CI Google Colab codecov

A Python package for manipulating Portable Network Graphics (PNG) files with embedded JavaScript Object Notation (JSON) metadata from Machine Learning (ML) applications, such as the Theiascope™ platform for microscopy image analysis and quantitation. These files have data embedded in the PNG in a COCO JSON format compatible form. This package provides extraction of the JSON data and implantation of JSON data into existing PNGs.

Quick Start

Library

  1. Create a virtual environment.

    python3 -m venv .venv
    
  2. Activate the virtual environment.

    source .venv/bin/activate
    
  3. Install tspng.

    python3 -m pip install tspng
    
  4. Create a png_dump.py script to extract inference results from a PNG file,

    import json
    
    from tspng.extraction import extract_from_file
    
    print(json.dumps(extract_from_file(PATH_TO_FILE), indent=2))
    

    where PATH_TO_FILE is replaced with the path to a .ts.png file on disk.
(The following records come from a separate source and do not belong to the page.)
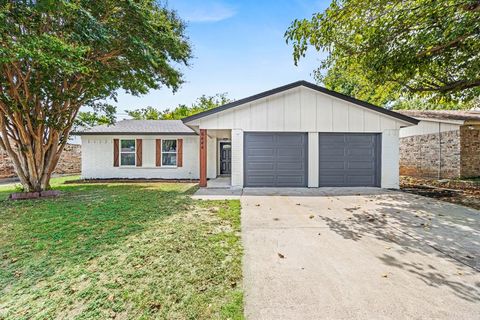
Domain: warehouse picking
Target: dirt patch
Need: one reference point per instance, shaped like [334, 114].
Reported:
[465, 193]
[79, 181]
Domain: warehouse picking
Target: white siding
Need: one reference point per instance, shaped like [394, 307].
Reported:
[97, 159]
[390, 159]
[429, 127]
[300, 110]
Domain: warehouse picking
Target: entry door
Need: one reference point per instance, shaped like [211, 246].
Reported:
[225, 158]
[349, 159]
[275, 159]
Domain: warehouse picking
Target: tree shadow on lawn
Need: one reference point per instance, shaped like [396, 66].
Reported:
[42, 236]
[420, 226]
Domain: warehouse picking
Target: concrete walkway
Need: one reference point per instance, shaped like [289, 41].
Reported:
[358, 254]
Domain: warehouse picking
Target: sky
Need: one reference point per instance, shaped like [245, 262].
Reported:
[239, 49]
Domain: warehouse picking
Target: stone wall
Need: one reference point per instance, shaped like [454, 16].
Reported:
[420, 155]
[70, 162]
[470, 151]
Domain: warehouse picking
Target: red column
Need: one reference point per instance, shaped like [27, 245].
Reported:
[203, 158]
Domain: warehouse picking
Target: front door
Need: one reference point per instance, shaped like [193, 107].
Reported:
[225, 158]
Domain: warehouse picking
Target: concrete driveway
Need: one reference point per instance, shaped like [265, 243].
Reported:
[358, 254]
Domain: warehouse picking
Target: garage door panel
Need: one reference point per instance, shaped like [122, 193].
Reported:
[289, 151]
[283, 165]
[360, 152]
[349, 159]
[354, 165]
[298, 167]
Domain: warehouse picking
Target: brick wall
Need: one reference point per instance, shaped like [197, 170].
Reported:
[70, 162]
[420, 155]
[470, 151]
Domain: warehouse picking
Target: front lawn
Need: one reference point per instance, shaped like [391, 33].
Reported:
[123, 251]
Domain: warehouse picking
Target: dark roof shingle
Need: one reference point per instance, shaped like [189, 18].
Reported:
[146, 127]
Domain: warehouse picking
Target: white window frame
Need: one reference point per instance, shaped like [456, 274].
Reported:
[169, 152]
[134, 153]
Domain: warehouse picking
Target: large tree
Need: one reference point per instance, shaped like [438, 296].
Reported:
[383, 49]
[203, 103]
[59, 55]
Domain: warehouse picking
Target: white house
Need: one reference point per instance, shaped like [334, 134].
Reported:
[297, 135]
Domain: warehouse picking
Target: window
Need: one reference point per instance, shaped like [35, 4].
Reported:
[127, 152]
[169, 153]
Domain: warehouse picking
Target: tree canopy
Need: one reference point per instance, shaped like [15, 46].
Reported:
[59, 55]
[203, 103]
[382, 50]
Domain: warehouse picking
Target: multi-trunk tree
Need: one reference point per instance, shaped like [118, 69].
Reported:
[59, 55]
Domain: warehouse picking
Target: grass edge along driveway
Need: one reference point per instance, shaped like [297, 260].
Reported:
[120, 251]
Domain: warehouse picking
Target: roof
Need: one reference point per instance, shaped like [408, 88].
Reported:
[307, 85]
[443, 114]
[145, 127]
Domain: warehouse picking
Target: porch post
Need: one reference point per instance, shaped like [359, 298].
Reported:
[203, 158]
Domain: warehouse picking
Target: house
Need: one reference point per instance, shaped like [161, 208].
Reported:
[444, 144]
[297, 135]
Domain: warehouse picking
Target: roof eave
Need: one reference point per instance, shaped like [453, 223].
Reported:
[134, 133]
[307, 85]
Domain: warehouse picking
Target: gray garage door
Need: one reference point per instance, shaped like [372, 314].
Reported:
[275, 159]
[349, 159]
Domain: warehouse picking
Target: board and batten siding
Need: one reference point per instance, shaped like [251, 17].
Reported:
[430, 127]
[299, 110]
[302, 109]
[97, 158]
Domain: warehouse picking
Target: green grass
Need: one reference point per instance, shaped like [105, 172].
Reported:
[123, 251]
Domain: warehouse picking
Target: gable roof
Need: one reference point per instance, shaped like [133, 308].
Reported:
[144, 127]
[307, 85]
[443, 114]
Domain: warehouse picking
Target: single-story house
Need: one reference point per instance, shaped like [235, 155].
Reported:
[444, 144]
[297, 135]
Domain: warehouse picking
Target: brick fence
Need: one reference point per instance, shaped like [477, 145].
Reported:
[70, 162]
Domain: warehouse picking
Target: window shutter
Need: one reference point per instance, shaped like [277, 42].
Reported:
[115, 153]
[138, 149]
[158, 152]
[180, 153]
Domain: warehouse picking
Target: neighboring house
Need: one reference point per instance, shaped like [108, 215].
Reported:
[444, 144]
[298, 135]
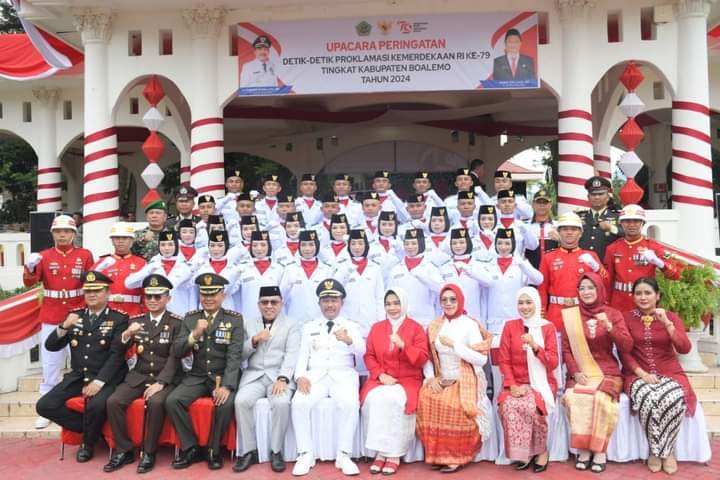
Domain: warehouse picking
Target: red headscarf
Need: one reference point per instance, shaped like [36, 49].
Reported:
[591, 310]
[460, 297]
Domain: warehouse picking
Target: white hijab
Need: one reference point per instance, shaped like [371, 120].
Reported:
[536, 369]
[402, 296]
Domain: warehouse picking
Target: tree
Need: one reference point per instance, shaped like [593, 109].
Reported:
[9, 21]
[18, 179]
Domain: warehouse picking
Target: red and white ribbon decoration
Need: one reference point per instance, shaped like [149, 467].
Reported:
[153, 147]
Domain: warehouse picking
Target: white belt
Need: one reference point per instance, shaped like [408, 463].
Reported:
[63, 293]
[623, 286]
[120, 298]
[567, 301]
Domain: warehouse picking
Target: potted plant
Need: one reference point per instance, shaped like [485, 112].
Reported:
[695, 297]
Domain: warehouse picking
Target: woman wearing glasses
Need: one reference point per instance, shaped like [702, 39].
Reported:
[659, 390]
[453, 408]
[528, 355]
[395, 355]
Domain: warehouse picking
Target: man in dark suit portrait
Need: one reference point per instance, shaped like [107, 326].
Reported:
[513, 65]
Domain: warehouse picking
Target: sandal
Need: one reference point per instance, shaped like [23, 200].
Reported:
[377, 466]
[390, 468]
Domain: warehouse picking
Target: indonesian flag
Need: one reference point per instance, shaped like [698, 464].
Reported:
[35, 54]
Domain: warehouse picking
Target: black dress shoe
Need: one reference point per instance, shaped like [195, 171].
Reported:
[85, 454]
[245, 461]
[277, 463]
[119, 460]
[147, 462]
[526, 465]
[214, 461]
[187, 457]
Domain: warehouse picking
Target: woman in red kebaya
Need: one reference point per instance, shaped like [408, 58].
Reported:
[396, 352]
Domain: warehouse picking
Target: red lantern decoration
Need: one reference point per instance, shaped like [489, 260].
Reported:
[631, 134]
[153, 91]
[150, 197]
[153, 147]
[631, 76]
[631, 192]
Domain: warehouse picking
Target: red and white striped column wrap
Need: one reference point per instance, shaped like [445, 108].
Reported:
[602, 160]
[185, 168]
[692, 192]
[207, 163]
[575, 163]
[49, 189]
[100, 178]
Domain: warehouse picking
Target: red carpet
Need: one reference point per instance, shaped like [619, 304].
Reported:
[37, 459]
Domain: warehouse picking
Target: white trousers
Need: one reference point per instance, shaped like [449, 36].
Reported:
[344, 392]
[52, 362]
[389, 430]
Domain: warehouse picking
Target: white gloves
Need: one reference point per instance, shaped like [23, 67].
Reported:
[652, 257]
[33, 261]
[106, 262]
[588, 260]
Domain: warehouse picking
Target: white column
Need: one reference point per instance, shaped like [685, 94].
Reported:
[575, 147]
[207, 149]
[602, 159]
[691, 140]
[49, 187]
[100, 176]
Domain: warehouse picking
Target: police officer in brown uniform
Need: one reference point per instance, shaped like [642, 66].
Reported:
[97, 363]
[215, 338]
[151, 337]
[600, 221]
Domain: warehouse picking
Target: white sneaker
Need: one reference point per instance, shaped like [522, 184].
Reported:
[344, 462]
[41, 422]
[303, 464]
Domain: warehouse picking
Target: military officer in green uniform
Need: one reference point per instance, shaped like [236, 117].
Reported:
[214, 337]
[600, 221]
[146, 239]
[184, 203]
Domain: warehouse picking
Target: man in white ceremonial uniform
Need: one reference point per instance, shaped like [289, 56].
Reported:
[260, 72]
[329, 350]
[363, 281]
[419, 277]
[423, 186]
[301, 278]
[524, 238]
[307, 204]
[464, 183]
[503, 181]
[342, 187]
[271, 350]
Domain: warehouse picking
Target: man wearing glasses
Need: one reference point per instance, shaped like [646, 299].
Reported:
[150, 337]
[214, 337]
[329, 347]
[272, 343]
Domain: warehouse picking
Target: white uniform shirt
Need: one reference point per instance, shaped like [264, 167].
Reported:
[321, 353]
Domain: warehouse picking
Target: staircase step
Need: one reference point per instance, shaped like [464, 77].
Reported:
[18, 404]
[24, 427]
[29, 383]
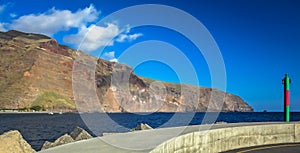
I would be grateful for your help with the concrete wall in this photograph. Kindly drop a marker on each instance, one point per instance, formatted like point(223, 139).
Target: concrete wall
point(224, 139)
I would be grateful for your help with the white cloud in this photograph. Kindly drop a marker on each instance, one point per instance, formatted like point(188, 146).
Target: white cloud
point(2, 8)
point(13, 15)
point(125, 37)
point(83, 20)
point(54, 20)
point(94, 37)
point(110, 56)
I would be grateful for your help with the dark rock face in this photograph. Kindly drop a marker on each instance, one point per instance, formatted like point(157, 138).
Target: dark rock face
point(80, 134)
point(13, 142)
point(32, 65)
point(60, 141)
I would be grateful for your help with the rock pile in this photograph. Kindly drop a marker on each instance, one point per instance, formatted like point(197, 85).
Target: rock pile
point(76, 135)
point(13, 142)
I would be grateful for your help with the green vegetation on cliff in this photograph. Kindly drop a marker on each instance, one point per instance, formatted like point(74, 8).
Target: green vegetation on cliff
point(51, 99)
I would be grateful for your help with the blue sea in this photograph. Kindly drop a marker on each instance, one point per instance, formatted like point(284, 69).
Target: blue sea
point(38, 128)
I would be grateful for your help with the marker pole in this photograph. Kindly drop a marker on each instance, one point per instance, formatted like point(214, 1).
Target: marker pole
point(286, 81)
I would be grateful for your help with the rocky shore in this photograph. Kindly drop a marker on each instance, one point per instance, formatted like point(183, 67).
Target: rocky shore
point(13, 141)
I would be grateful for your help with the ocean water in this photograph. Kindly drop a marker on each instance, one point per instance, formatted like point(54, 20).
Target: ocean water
point(38, 128)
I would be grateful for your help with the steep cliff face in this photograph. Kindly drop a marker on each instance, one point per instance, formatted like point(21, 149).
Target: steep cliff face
point(36, 70)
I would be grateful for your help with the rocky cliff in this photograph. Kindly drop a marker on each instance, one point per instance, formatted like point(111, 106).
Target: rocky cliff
point(36, 71)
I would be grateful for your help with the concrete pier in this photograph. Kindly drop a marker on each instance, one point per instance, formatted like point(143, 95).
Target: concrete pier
point(204, 138)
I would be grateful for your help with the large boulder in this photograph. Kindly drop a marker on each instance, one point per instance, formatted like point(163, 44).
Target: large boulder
point(13, 142)
point(80, 134)
point(76, 135)
point(60, 141)
point(142, 126)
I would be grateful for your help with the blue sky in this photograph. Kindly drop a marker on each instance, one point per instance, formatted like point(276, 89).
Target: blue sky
point(259, 40)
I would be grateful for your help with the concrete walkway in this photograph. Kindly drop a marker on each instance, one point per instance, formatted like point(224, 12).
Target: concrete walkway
point(139, 141)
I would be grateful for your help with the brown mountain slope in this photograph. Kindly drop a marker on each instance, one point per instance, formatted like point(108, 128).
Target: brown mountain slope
point(36, 71)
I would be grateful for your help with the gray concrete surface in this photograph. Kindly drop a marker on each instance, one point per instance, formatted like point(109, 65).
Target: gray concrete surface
point(275, 148)
point(205, 138)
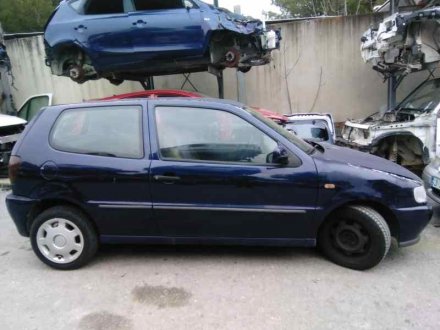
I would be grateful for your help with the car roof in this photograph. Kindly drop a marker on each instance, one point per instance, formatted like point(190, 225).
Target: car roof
point(182, 101)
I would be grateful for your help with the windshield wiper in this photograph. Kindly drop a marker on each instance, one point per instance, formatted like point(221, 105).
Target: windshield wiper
point(316, 146)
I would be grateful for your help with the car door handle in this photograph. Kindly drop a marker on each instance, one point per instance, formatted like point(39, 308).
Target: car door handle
point(139, 23)
point(166, 179)
point(80, 27)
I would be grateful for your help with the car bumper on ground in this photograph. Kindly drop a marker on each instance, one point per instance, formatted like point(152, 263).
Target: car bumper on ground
point(19, 208)
point(412, 221)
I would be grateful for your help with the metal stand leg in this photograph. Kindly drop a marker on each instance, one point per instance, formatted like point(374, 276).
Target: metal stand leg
point(148, 83)
point(221, 85)
point(219, 74)
point(392, 88)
  5. Run the png_dump.py script.

    $ python3 ./png_dump.py
    {
    "info": {
       "description": "Theiascope image",
       "url": "http://www.theiascientific.com",
       "version": "1.0",
       "year": 2023,
       "contributor": "Theia Scientific, LLC",
       "date_created": "2023-05-10 19:22:47.722802+00:00"
    },
    "licenses": {
       "url": "http://www.theiascientific.com",
       "id": 1,
       "name": "Proprietary"
    },
    "images": [
       {
          "license": 1,
          "file_name": "20230510T192247Z.722_crimson-notebook (PML).ts.png",
          "height": 512,
          "width": 512,
          "date_captured": "2023-05-10 19:22:47.722802+00:00",
          "id": 3783,
          "field_of_view": [
          0,
          0,
          512,
          512
          ],
          "scale_bar": {
          "dimensions": [
             25,
             501,
             128,
             1
          ],
          "length": 100.0,
          "units_abbr": "nm",
          "units_name": "nanometers"
          }
       }
    ],
    "annotations": [...],  // Omitted for clarity
    "models": [
       {
          "id": 17,
          "configuration": {
          "image_processing": {
             "brightness": 0,
             "clahe": false,
             "contrast": 1.0,
             "gamma": 1.0,
             "gray": false,
             "invert": false
          },
          "max_concurrency": 2,
          "num_cpus": 0,
          "num_gpus": 1.0,
          "box_nms_thresh": 0.7,
          "crop_n_layers": 0,
          "crop_nms_thresh": 0.7,
          "crop_overlap_ratio": 0.3413333333333333,
          "crop_n_points_downscale_factor": 1,
          "min_mask_region_area": 0,
          "points_per_side": 32,
          "points_per_batch": 64,
          "pred_iou_thresh": 0.88,
          "stability_score_thresh": 0.95,
          "stability_score_offset": 1.0,
          "weights_file": {
             "filename": "sam_vit_b_01ec64.pth",
             "version": "default",
             "path": "/sam/vit-b"
          }
          },
          "created": "2023-05-09 19:46:18.309323+00:00",
          "family": "SAM",
          "name": "vit-b",
          "pid": 1
       }
    ],
    "categories": [
       {
          "supercategory": "defect",
          "id": 1,
          "name": ""
       }
    ]
    }
    

Application

  1. Install the application.

    python3 -m pip install .[cli]
    
  2. Run the application.

    $ tspng extract example.ts.png
    {...}  // Omitted for clarity
    
  3. (Optional) Use the jq utility to obtain specific fields and information from the extracted metadata. For example, to pretty print the output:

    tspng extract example.ts.png | jq 
    

Contributing

  1. Clone this repository.

    git clone https://github.com/Theia-Scientific/tspng && cd tspng
    
  2. Create a virtual environment.

    python3 -m venv .venv
    
  3. Activate the virtual environment.

    source .venv/bin/activate
    
  4. Upgrade pip.

    python3 -m pip install --upgrade pip
    
  5. Install all the dependencies.

    python3 -m pip install -e .[dev,cli]
    
  6. Create a local branch.

    git checkout -b feature-awesome-new-feature
    
  7. Modify the code.

  8. Run the tests.

    pytest --color=yes
    
  9. Commit changes to your local branch.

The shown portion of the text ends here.